Our latest Chinese-CLIP code supports the conversion of Pytorch models of all scales into ONNX or TensorRT formats, thereby improving the inference speed of feature calculation compared with the original Pytorch models without affecting the downstream task effect of feature extraction. Below we give the whole process of preparing the FP16 Chinese-CLIP models in ONNX and TensorRT formats on GPU (and also give the download links of Chinese-CLIP pretraining TensorRT models), and attach the comparison of model effect and inference speed, so that you can take advantage of the advantages of ONNX and TensorRT library in inference performance.
- GPU hardware requirements: Please prepare Nvidia GPUs with Volta architecture and above (equipped with FP16 Tensor Core). Please refer to this document for the corresponding GPUs of each Nvidia architecture. Here we take T4 GPU as an example.

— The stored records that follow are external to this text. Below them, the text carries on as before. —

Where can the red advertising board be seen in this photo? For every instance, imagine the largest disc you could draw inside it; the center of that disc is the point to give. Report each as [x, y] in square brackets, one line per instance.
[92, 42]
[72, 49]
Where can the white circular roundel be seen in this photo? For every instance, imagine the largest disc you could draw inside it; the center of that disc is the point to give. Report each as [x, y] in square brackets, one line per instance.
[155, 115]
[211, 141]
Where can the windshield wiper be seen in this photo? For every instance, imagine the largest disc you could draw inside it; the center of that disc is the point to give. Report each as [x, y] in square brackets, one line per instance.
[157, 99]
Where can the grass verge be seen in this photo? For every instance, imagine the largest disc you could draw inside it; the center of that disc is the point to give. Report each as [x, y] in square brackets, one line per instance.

- CUDA: CUDA version 11.6 and above is recommended. We take version 11.6 as an example.
- CUDNN: CUDNN version 8.6.0 and above is recommended. We take version 8.6.0 as an example. Please note that TensorRT and CUDNN have version correspondence, e.g. TensorRT 8.5.x must correspond to CUDNN 8.6.0, see the TensorRT version requirements for details.
- ONNX: Please run
pip install onnx onnxruntime-gpu onnxmltools
to install. Note that when we convert the TensorRT model, we will follow the steps Pytorch → ONNX → TensorRT, so preparing the TensorRT model also requires installing the ONNX library first. Here we take onnx version 1.13.0, onnxruntime-gpu version 1.13.1, and onnxmltools version 1.11.1 as examples. - TensorRT: The recommended TensorRT version is 8.5.x. We use 8.5.2.2 as an example, using pip to install
pip install tensorrt==8.5.2.2
. For the CUDNN version corresponding to each TensorRT version, please refer to the "NVIDIA TensorRT Support Matrix" from this documentation page. - Pytorch: Pytorch version 1.12.1 and above is recommended. We take version 1.12.1 as an example. (It is recommended to directly pip install 1.12.1 + cu116, and try not to use conda to install cudatoolkit, avoiding TensorRT errors due to CUDNN version changes. )
- Other dependencies as required in requirements.txt.
For code to convert a Pytorch checkpoint to ONNX format, see cn_clip/deploy/pytorch_to_onnx.py
. Let's take the example of converting a ViT-B-16 size Chinese-CLIP pretrained model. You can run the following code (Please refer to the Code Organization section of Readme to set ${DATAPATH}
and replace the script content below, using relative paths where possible. ) :
cd Chinese-CLIP/
export CUDA_VISIBLE_DEVICES=0
export PYTHONPATH=${PYTHONPATH}:`pwd`/cn_clip
# Please refer to the 'Code Organization' section in Readme to set `${DATAPATH}` and replace the script content below, using relative paths where possible: https://github.com/OFA-Sys/Chinese-CLIP/blob/master/README_En.md#code-organization
checkpoint_path=${DATAPATH}/pretrained_weights/clip_cn_vit-b-16.pt # Specify the full path to the ckpt to be converted
mkdir -p ${DATAPATH}/deploy/ # Create output folders for ONNX models
python cn_clip/deploy/pytorch_to_onnx.py \
--model-arch ViT-B-16 \
--pytorch-ckpt-path ${checkpoint_path} \
--save-onnx-path ${DATAPATH}/deploy/vit-b-16 \
--convert-text --convert-vision
Each configuration item is defined as follows:
model-arch
: Model size, options include["RN50", "ViT-B-16", "ViT-L-14", "ViT-L-14-336", "ViT-H-14"]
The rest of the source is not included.